![]() ▲ U.S.–Iran clash fears: Can Bitcoin hold the $60,000 level?/ChatGPT-generated image © |
As geopolitical shockwaves in the Middle East collide with persistent inflation fears, risk-off sentiment has swept across global markets, placing heavy downward pressure on the cryptocurrency sector, including bellwethers Bitcoin (BTC) and XRP (Ripple), and triggering panic selling.
As of Feb. 28 (local time), data from CoinMarketCap shows Bitcoin trading at $64,296.65, down 3.34% over the past 24 hours. This decline mirrors a 3.47% drop in total cryptocurrency market capitalization and highlights Bitcoin’s strong 66.78% correlation with the Dow Jones (DIA) index, underscoring that the sell-off is macro-driven and closely aligned with traditional financial markets.
The primary catalyst for the downturn was news of a joint U.S.–Israel airstrike on Iran on Feb. 28, 2026. With concerns mounting over a potential escalation into the worst Middle East conflict in decades, risk aversion has intensified across global asset markets. Adding to the pressure, the U.S. January core Producer Price Index (PPI) rose 3.6% year-over-year, far exceeding the 3.0% market forecast, dampening expectations for near-term rate cuts by the Federal Reserve. As a result, Bitcoin was treated not as a safe-haven asset but as a high-risk asset amid the geopolitical crisis.
Cascading liquidations in the derivatives market further exacerbated the decline. Over the past 24 hours, more than $169 million worth of Bitcoin positions were forcibly liquidated, with the bulk of losses concentrated in long positions. The perpetual futures funding rate plunged to minus 6%, marking its lowest level in three months and signaling extreme bearish sentiment and a buildup of short positions. However, if prices stabilize and rebound, the negative funding rate could provide the groundwork for a potential short squeeze driven by forced short covering.
From a technical perspective, Bitcoin is precariously testing support around $63,100, its recent short-term low. The 50-day simple moving average (SMA) at $65,750 and the 38.2% Fibonacci retracement level at $66,193 are acting as significant overhead resistance. Unless Bitcoin convincingly breaks above the $66,900 resistance zone, the broader bearish trend is expected to persist.
Although institutional inflows into spot exchange-traded funds (ETFs) have helped solidify the market’s foundation, they have thus far been insufficient to counter the impact of macroeconomic fear and leveraged liquidations.
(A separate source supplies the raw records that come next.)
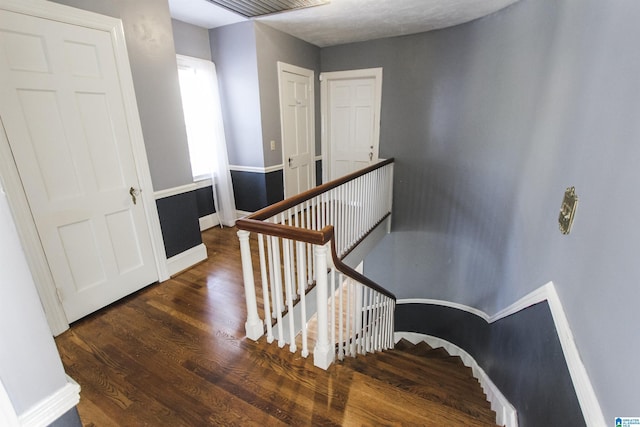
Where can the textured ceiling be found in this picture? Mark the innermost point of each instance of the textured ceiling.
(346, 21)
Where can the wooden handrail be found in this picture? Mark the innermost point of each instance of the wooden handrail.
(255, 223)
(315, 237)
(282, 206)
(353, 274)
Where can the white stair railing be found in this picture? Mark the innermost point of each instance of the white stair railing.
(300, 243)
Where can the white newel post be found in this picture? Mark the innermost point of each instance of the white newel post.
(253, 325)
(323, 353)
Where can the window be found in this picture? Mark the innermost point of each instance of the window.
(197, 78)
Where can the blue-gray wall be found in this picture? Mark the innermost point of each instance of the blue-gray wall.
(191, 40)
(246, 56)
(489, 122)
(274, 46)
(233, 50)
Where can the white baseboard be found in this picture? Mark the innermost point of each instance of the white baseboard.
(186, 259)
(505, 412)
(53, 407)
(208, 221)
(589, 404)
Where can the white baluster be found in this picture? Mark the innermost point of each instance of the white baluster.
(322, 353)
(303, 297)
(253, 326)
(341, 314)
(289, 291)
(265, 287)
(275, 244)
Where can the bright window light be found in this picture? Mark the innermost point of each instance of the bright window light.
(196, 82)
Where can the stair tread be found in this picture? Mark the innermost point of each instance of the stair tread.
(442, 374)
(454, 367)
(422, 412)
(464, 397)
(423, 372)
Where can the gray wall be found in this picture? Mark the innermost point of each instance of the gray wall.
(148, 33)
(233, 50)
(191, 40)
(489, 123)
(273, 46)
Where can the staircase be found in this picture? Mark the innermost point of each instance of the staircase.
(302, 265)
(437, 387)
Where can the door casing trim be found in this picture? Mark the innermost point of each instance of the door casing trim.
(34, 251)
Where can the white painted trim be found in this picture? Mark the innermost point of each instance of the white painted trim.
(375, 73)
(586, 394)
(589, 404)
(161, 194)
(309, 75)
(505, 412)
(186, 259)
(532, 298)
(242, 214)
(53, 407)
(450, 304)
(8, 416)
(36, 259)
(202, 183)
(208, 221)
(256, 169)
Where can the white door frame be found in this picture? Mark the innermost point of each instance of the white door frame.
(11, 179)
(325, 78)
(288, 68)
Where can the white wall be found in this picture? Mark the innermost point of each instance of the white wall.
(30, 367)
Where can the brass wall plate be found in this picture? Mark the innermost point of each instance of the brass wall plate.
(568, 210)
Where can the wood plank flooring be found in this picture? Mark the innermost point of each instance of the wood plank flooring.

Over the next two days, the key question is whether Bitcoin can defend the $63,100 support level and stage a relief rally toward $66,900, or whether escalating negative factors will drag it down to the psychological threshold of $60,000.
Disclaimer: This article is for informational purposes only and should not be construed as investment advice. The publisher assumes no responsibility for any investment losses incurred based on this content.